Quanto mais eu leio sobre teoria literária, menos compreendo o “que é” Literatura! Para meu consolo, parece que minha ignorância tem o respaldo de ninguém menos do que Tzvetan Todorov, ex-professor da Escola de Altos Estudos (Paris) e que, num opúsculo esclarecedor, mostrou que uma das causas da “morte” da literatura está exatamente em sua “didatização” e sua “teorização”: aquela besteira pela qual todos passamos em que temos de preparar uma ficha de leitura, localizar a obra num “estilo de época” ou analisar um romance à luz de uma teoria… e todas estas coisas que minam a experiência estética que uma boa obra pode proporcionar.
Aceitei, por um bom tempo, a ideia dos Formalistas russos (Viktor Tchlekov), da “literariedade” e da “materialidade” do texto literário. A questão estava em saber o “que faz um texto literário ser… literário, e não uma outra coisa?”, e a resposta, grosso modo, estava na sua capacidade de nos suspender dos automatismos do pensar, de nos surpreender através de uma sintaxe e de uma semântica que figuram o mundo e nossas experiências de uma forma inaudita, só possível pela linguagem literária. No entanto, nos anos 30, Marcuse vaticinava o fim da literatura (e da arte em geral) numa futura revolução social bem sucedida: se a literatura era crítica (do presente) e imaginação (utopia), numa sociedade reconciliada não precisaríamos mais nem de uma coisa, nem de outra. Eis como a esquerda imaginava o fim da literatura (e da arte)!

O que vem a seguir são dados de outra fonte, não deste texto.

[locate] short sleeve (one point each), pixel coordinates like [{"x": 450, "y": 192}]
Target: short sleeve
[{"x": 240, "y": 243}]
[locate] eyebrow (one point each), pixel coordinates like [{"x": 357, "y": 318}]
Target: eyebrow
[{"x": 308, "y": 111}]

Quando descobri a “estética da recepção” (Robert Jauss), introduzida entre nós pelo pernambucano Luis Costa Lima, percebi que estava diante de uma verdadeira “revolução copernicana” que deslocava as questões tradicionais “quem diz”, o “quê diz” e “como diz” (autor, forma e conteúdo) para a questão crucial “quem lê” e “como lê”: o leitor passou a ganhar um “foro privilegiado”. Recai agora sobre as expectativas, a disponibilidade, a espessura social que separa o leitor da obra, os estímulos que recebe e, claro, o que ele faz com tudo isto (recepção pragmática, primária, secundária, etc.) e o interesse central sobre o “literário”. Historiadores como Roger Chartier e críticos literários como Alberto Manguel desenvolveram, a partir disto, estudos sobre a história da leitura: como os homens se comportaram diante da obra escrita, tanto física como espiritualmente.
Assim, se aprendi alguma coisa (e acho que aprendi!) foi isto: precisamos de literatura porque as linguagens de que dispomos (matemática, filosófica, científica) para exprimir e nos interpelarmos como indivíduos são insuficientes. Uma imagem resume tudo: a literatura é como acender um fósforo numa noite escura no meio de um deserto. Não ilumina grande coisa, mas tomamos consciência da escuridão em volta!
Li que os americanos estão tentando articular neurociência com literatura. O projeto é simples: através de ressonância magnética, pode-se averiguar que áreas do cérebro são ativadas por certas passagens da leitura de, por exemplo, um romance, produzindo sensações diversas (alegria, prazer, angústia, etc.). Assim, as editoras podem encomendar aos autores livros que manipularão diretamente tais áreas cerebrais e que funcionarão como uma “droga”, viciando o leitor e produzindo altos lucros.
Nos anos trinta, foi a esquerda (Marcuse) que vaticinou o fim da literatura e da arte. Hoje é a direita neobehaviorista que vai realizar o projeto de dar fim à literatura.